Field Experiences
Graduate Internships
The Placement Process
The first step for all students is to make an appointment with the Field Experience Office by emailing them at feo@wheelock.edu or calling (617)879-2165. You will not be eligible to visit any internship locations until you check with us.
It is most important to keep in close contact with the Field Experience Office at each step of your search. Please do not call schools on your own without notifying us.
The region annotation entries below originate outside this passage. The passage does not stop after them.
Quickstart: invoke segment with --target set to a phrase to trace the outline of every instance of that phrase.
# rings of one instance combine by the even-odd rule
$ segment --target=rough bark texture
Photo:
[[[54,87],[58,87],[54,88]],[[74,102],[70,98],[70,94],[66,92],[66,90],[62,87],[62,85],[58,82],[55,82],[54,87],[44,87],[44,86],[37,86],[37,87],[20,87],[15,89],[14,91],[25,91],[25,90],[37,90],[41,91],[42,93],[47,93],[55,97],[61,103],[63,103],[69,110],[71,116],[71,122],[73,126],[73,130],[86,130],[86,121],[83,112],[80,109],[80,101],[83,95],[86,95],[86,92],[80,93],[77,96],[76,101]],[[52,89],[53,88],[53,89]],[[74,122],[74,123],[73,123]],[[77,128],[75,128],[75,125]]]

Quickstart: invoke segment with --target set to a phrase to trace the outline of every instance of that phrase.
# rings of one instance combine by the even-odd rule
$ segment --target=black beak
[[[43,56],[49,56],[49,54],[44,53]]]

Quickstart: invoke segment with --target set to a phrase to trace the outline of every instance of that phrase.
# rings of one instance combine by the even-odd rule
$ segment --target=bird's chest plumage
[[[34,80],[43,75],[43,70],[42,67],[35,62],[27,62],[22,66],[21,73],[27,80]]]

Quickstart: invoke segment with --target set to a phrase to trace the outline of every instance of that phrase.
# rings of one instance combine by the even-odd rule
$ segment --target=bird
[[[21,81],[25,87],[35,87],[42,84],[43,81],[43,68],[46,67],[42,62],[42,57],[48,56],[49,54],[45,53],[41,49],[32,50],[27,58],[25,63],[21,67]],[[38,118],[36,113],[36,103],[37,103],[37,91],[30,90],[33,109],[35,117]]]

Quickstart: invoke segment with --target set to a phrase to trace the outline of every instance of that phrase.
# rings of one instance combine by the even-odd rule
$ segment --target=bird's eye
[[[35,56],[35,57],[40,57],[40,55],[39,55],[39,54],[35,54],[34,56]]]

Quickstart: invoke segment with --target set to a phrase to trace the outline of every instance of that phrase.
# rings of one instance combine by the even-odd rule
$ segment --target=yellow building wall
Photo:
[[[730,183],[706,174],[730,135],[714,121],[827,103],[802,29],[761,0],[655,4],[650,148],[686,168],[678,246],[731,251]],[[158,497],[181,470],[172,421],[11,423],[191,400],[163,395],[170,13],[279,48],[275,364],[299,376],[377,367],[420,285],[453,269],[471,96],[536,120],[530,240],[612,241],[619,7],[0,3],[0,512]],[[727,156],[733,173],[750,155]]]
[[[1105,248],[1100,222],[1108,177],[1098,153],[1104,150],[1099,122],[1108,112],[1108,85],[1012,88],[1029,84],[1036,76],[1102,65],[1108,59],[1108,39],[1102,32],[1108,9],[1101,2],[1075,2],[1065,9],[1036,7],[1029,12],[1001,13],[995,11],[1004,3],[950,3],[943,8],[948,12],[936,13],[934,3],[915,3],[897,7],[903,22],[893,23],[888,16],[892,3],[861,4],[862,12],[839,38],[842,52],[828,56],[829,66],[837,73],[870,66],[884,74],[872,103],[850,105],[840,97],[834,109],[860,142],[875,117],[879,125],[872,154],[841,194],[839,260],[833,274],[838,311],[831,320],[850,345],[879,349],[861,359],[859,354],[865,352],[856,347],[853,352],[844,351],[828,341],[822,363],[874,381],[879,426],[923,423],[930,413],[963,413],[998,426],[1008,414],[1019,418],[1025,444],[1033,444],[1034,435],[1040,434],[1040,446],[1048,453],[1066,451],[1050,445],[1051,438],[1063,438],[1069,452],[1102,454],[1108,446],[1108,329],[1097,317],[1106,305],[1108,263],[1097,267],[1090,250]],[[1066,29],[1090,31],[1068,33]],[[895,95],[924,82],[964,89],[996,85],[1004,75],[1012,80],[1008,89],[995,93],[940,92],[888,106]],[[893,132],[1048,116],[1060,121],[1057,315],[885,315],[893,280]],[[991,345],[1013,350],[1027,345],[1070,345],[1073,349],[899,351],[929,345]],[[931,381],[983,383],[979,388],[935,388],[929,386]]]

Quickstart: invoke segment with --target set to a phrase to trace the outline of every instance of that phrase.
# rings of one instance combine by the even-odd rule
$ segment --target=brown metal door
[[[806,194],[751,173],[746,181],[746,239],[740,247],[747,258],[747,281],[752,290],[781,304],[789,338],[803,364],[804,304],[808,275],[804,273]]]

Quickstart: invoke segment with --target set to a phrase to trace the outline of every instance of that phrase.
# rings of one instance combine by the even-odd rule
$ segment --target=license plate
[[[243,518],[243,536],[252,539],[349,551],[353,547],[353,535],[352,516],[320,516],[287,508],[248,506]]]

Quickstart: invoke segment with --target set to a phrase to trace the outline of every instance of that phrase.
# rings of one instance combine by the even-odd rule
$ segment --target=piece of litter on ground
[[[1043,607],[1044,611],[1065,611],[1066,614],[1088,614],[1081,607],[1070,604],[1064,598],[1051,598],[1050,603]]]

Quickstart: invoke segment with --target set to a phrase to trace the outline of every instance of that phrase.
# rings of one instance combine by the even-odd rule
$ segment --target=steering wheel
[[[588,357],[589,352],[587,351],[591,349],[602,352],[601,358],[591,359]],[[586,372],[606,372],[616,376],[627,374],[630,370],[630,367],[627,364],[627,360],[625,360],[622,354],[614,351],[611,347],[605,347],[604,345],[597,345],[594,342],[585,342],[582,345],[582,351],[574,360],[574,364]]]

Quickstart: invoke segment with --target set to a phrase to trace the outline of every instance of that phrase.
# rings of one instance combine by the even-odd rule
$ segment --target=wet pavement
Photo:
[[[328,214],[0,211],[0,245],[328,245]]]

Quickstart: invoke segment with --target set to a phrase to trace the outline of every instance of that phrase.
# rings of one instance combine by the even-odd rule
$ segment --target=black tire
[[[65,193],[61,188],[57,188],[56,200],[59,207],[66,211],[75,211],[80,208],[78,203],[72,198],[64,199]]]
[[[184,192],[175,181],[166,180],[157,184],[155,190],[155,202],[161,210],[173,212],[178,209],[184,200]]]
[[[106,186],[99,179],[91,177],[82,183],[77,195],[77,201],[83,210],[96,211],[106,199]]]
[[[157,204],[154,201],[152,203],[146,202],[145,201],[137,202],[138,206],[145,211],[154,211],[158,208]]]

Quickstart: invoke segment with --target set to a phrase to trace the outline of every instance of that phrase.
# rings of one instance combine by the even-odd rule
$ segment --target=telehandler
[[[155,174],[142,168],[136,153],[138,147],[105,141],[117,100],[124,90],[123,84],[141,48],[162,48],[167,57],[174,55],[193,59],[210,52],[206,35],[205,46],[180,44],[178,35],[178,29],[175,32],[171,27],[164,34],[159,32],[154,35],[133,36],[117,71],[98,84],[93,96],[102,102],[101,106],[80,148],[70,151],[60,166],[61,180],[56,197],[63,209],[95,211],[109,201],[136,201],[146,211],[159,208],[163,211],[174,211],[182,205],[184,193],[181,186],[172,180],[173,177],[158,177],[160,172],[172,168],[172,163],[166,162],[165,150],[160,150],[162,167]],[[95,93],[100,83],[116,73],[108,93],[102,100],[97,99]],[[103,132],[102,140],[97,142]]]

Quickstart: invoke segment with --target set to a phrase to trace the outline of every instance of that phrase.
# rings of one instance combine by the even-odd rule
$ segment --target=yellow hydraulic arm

Schools can get overwhelmed with calls and visits. Our role is to support you in your search and to keep the process as streamlined and hassle free as possible.
Using an Employment Site for a Placements
When a student has a paid position in a care or education setting other
than a Wheelock partnership site, the graduate school will supervising that
student in that site. Such a student must complete a site approval application
through the Field Experience Office.
What is an intern?
Interns are teachers-in-training whose opportunities for learning, whose formal and informal school-based responsibilities, and whose relationships with the school, the supervising practitioner, and the children they work with differ from those of student teachers. Interns typically spend an entire year in a single classroom learning to co-teach with a mentor teacher. They work towards sharing the classroom and teaching responsibilities with their mentors, including planning curriculum, implementing activities and lesson plans, assessing children's learning, and communicating with families.
What are the benefits of an internship?
- Experiencing a full school year in the same classroom
- Mentoring from an experienced teacher
- Seeing children's growth over a year in both content area and social /emotional development
- Becoming an integral part of the teaching team and school community
- Seeing the evolution of teaching practices over the course of a year
- Forming relationships with other interns for support, reflection, and shared learning experiences
- Establishing a classroom climate and culture
- Curriculum development and implementation over the course of a year
- Modifying the learning environment to meet children's and curricular needs
- Using assessment data to modify curriculum and instruction
- Communicating with families
- Deepening understanding of children's backgrounds (race, language, culture, gender, families, special needs) and using that knowledge to inform practice
Preparing for an Internship
The internship programs proceed through three phases: summer prerequisite coursework, intensive intern teaching experience, and post-clinical coursework. During the intensive phase, students work full-time, in a co-teaching role, as paid interns in a classroom at one of Wheelock's partner schools, simultaneously completing a series of courses and seminars lined to the internship. The range of stipends run from $5,000 to $12,000 for 2005-2006.
Is it worth it?
For a variety of reasons, Wheelock students have found that their internship experiences have been intense but "well worth it" because of the breadth and depth of their experiences in the classroom, in the school, and in the profession. Generally, students who have done internships feel more confident and better prepared to assume responsibility for their own classrooms, and to take on leadership roles in their new schools, the following year. While most interns earn a stipend, in the long run, it is the quality of the experiences rather than the amount of the stipend that matters most.